Panmure Gordon is authorised and regulated by the Financial Conduct Authority in the United Kingdom and is acting exclusively for the Company and no one else in connection with the Placing, and Panmure Gordon will not be responsible to anyone (including any Placees) other than the Company for providing the protections afforded to its clients or for providing advice in relation to the Placing or any other matters referred to in this announcement.
No representation or warranty, express or implied, is or will be made as to, or in relation to, and no responsibility or liability is or will be accepted by the Bookrunner or by any of its affiliates or agents as to, or in relation to, the accuracy or completeness of this announcement or any other written or oral information made available to or publicly available to any interested party or its advisers, and any liability therefor is expressly disclaimed.

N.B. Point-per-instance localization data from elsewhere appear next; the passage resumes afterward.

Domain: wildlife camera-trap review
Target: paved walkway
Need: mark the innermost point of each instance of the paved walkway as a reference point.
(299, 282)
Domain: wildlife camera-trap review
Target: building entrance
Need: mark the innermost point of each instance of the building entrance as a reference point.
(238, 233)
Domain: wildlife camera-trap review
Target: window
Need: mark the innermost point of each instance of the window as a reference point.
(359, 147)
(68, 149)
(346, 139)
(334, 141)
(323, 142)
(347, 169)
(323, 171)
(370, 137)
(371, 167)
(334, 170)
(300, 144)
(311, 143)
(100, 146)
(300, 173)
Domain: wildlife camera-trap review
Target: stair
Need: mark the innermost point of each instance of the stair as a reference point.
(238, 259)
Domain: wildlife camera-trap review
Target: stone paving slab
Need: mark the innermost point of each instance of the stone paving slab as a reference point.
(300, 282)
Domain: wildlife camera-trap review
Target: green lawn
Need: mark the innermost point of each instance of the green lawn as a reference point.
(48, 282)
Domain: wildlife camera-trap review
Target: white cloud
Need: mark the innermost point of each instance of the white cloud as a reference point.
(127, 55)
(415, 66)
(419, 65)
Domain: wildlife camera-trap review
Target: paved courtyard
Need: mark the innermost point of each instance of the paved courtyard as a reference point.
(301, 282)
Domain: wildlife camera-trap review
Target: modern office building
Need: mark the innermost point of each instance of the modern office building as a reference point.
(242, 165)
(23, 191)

No statement in this announcement is intended to be a profit forecast or estimate, and no statement in this announcement should be interpreted to mean that earnings per share of the Company for the current or future financial years would necessarily match or exceed the historical published earnings per share of the Company.

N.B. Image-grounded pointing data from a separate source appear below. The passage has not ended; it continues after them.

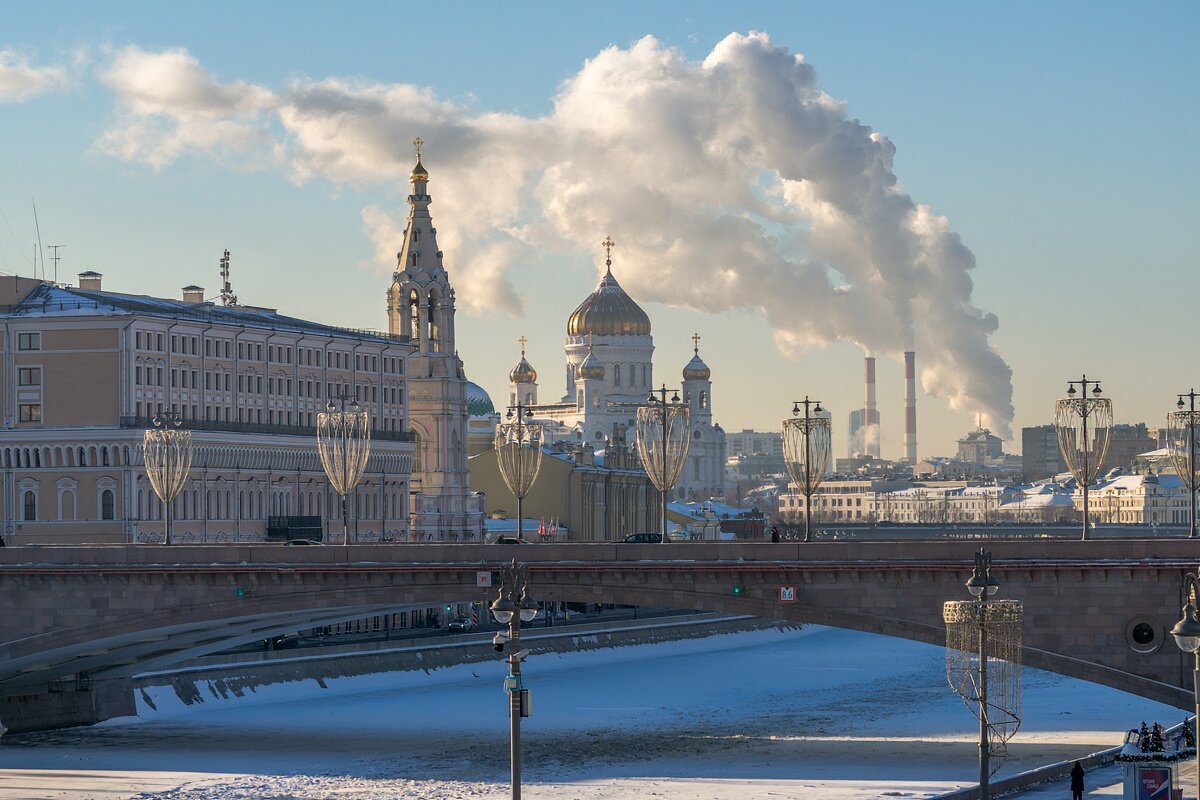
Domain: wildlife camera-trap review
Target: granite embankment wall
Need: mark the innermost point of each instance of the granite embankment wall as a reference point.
(223, 677)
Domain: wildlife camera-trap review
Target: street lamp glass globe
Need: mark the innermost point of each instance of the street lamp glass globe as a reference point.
(503, 609)
(1187, 631)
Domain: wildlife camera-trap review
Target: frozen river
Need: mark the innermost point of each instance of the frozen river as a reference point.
(819, 713)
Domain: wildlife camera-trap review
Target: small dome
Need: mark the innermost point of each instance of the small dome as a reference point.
(523, 373)
(696, 370)
(609, 311)
(592, 368)
(479, 403)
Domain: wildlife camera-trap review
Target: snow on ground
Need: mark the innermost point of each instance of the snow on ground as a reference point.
(817, 713)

The price of shares and any income expected from them may go down as well as up and investors may not get back the full amount invested upon disposal of the shares. Past performance is no guide to future performance, and persons needing advice should consult an independent financial adviser.
The Placing Shares to be issued pursuant to the Placing will not be admitted to trading on any stock exchange other than the London Stock Exchange.
Neither the content of the Company's website nor any website accessible by hyperlinks on the Company's website is incorporated in, or forms part of, this announcement.